Not everyone qualifies for LASIK. The alternatives work differently:
| Procedure | Flap? | Corneal Requirement | Recovery | Best For |
|---|---|---|---|---|
| LASIK | Yes (hinged flap) | Thicker cornea needed | 1–2 days | Most patients; moderate prescriptions |
| PRK | No (surface removed) | Works on thinner corneas | 5–7 days | Thin corneas; contact sports athletes |
| SMILE | No (lenticule removed) | Similar to LASIK | 2–3 days | Nearsightedness; dry eye concerns |
| iLASIK / All-Laser | Yes (laser flap) | Same as LASIK | 1–2 days | More precise flap; standard add-on |
PRK (photorefractive keratectomy) skips the flap entirely. The surface epithelium is removed, the laser reshapes the cornea, and the surface regenerates over 5–7 days. Recovery is more painful and takes longer, but final vision matches LASIK. Better for thinner corneas or anyone playing high-contact sports (no flap to dislodge).

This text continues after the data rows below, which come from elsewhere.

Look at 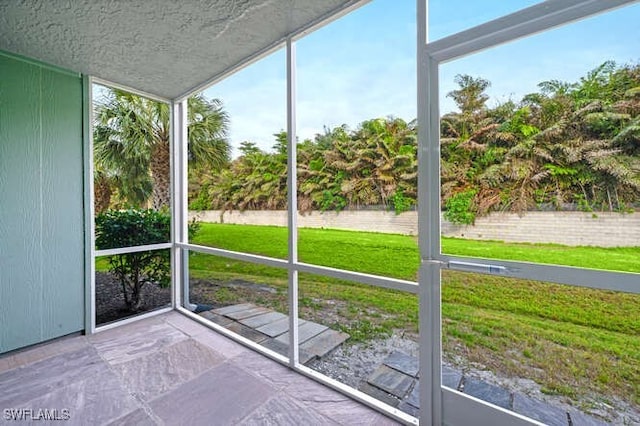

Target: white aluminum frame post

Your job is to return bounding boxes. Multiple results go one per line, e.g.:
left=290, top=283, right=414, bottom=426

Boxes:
left=286, top=38, right=300, bottom=367
left=417, top=0, right=640, bottom=426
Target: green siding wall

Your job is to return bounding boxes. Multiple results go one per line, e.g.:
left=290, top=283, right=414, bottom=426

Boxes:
left=0, top=52, right=84, bottom=353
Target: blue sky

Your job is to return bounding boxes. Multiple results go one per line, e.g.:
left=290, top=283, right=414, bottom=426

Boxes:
left=205, top=0, right=640, bottom=150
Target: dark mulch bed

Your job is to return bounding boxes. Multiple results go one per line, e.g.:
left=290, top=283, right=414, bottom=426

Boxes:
left=96, top=272, right=171, bottom=325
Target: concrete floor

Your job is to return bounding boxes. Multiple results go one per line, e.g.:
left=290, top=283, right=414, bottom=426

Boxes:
left=0, top=312, right=396, bottom=425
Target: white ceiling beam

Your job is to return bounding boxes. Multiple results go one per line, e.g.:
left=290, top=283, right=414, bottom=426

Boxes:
left=426, top=0, right=638, bottom=62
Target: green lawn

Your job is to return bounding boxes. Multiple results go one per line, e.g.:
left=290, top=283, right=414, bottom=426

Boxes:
left=190, top=223, right=640, bottom=405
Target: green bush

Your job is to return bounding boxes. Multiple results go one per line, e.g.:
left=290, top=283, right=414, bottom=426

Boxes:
left=96, top=209, right=198, bottom=312
left=444, top=189, right=476, bottom=225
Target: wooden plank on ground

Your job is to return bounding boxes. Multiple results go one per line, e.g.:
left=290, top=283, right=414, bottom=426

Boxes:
left=300, top=328, right=349, bottom=358
left=239, top=311, right=287, bottom=328
left=225, top=306, right=271, bottom=321
left=367, top=364, right=415, bottom=399
left=276, top=321, right=329, bottom=344
left=256, top=318, right=306, bottom=337
left=200, top=311, right=234, bottom=327
left=226, top=322, right=268, bottom=343
left=212, top=303, right=256, bottom=315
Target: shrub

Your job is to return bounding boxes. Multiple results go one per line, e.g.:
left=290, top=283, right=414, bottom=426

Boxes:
left=444, top=189, right=476, bottom=225
left=96, top=209, right=198, bottom=312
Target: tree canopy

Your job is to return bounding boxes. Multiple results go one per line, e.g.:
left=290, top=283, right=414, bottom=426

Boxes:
left=190, top=61, right=640, bottom=222
left=94, top=89, right=230, bottom=212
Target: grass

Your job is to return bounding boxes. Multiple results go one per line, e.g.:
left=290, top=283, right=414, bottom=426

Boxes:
left=98, top=223, right=640, bottom=406
left=185, top=223, right=640, bottom=405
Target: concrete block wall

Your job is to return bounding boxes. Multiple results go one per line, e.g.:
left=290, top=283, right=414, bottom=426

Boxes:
left=190, top=210, right=640, bottom=247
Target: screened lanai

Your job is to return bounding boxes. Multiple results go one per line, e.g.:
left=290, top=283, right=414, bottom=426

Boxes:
left=0, top=0, right=640, bottom=425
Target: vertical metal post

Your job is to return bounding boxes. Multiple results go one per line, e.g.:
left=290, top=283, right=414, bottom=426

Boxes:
left=417, top=0, right=442, bottom=425
left=287, top=38, right=299, bottom=367
left=170, top=100, right=189, bottom=309
left=82, top=74, right=96, bottom=334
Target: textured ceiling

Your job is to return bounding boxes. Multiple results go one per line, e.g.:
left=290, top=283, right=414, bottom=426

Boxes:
left=0, top=0, right=357, bottom=99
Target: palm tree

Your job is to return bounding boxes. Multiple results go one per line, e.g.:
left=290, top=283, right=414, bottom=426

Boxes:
left=94, top=89, right=230, bottom=210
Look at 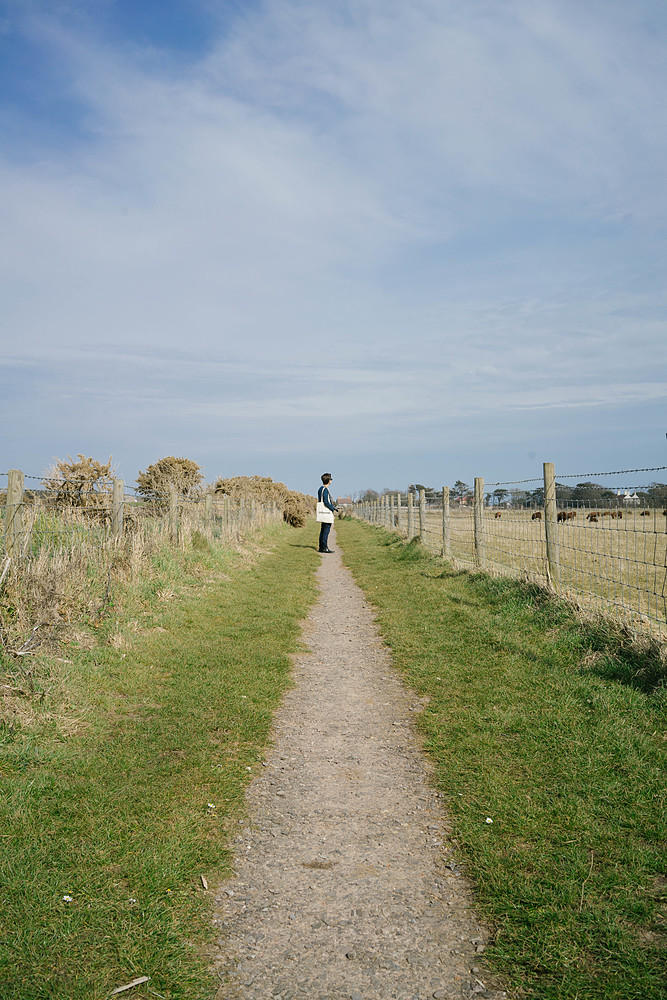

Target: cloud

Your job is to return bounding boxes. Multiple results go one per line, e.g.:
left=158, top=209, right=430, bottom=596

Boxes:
left=0, top=0, right=667, bottom=490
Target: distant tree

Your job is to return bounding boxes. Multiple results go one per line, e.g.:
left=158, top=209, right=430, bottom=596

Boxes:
left=556, top=483, right=574, bottom=501
left=510, top=486, right=528, bottom=507
left=571, top=482, right=616, bottom=503
left=137, top=455, right=204, bottom=499
left=42, top=455, right=113, bottom=508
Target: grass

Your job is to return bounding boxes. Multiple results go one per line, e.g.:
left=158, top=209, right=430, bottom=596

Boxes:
left=337, top=520, right=667, bottom=1000
left=414, top=508, right=667, bottom=637
left=0, top=525, right=318, bottom=1000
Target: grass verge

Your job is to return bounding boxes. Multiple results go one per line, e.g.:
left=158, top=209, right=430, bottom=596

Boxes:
left=0, top=525, right=318, bottom=1000
left=337, top=520, right=667, bottom=1000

SMILE is newer — the laser creates a lens-shaped disc (lenticule) inside the cornea, then removes it through a small incision. No flap, less disruption to corneal nerves (potentially less post-op dry eye), but currently FDA-approved for myopia only.
Who Doesn’t Qualify for LASIK?
About 15–20% of consultations end with “not a candidate.” Common disqualifiers:
- Corneas too thin — not enough tissue to safely reshape without weakening the corneal structure
- Extreme prescription — very high myopia (beyond –10 to –12) or high hyperopia (above +4 to +6) may exceed safe treatment ranges
- Unstable prescription — Rx still changing; operating before stability leads to regression
- Keratoconus — even early or suspected cases are usually declined
- Significant dry eye disease — LASIK worsens dry eye; surgery may be delayed until controlled
- Pregnancy or nursing — hormones affect Rx stability and healing
- Certain autoimmune conditions — affects wound healing
If LASIK isn’t right for you, PRK, SMILE, or ICL (implantable collamer lens) may be options depending on why you were declined.
The Price Behind the Number
LASIK costs $2,000–$3,000 per eye, or $4,000–$6,000 total. That’s real money. But understand what it covers: the candidacy exam, surgery with multiple lasers worth over $500,000, a surgical team, post-op visits for up to a year, and — at reputable practices — enhancement coverage if your vision drifts. Enhancement rates run about 5–10% within the first few years, and most quality practices include one free enhancement in their pricing.
Be cautious of “LASIK for $299/eye” ads. These prices typically apply only to the most basic prescriptions, don’t include the pre-op exam or post-op care, and often exclude wavefront-guided treatment or the femtosecond flap. Always get a full itemized quote and ask specifically what’s included — and what isn’t.
For most people with moderate prescriptions and healthy corneas, LASIK’s 15-minute procedure delivers results that last decades. The math often works out favorably against a lifetime of glasses and contact lenses — but only if you’re genuinely a candidate and working with a qualified surgeon.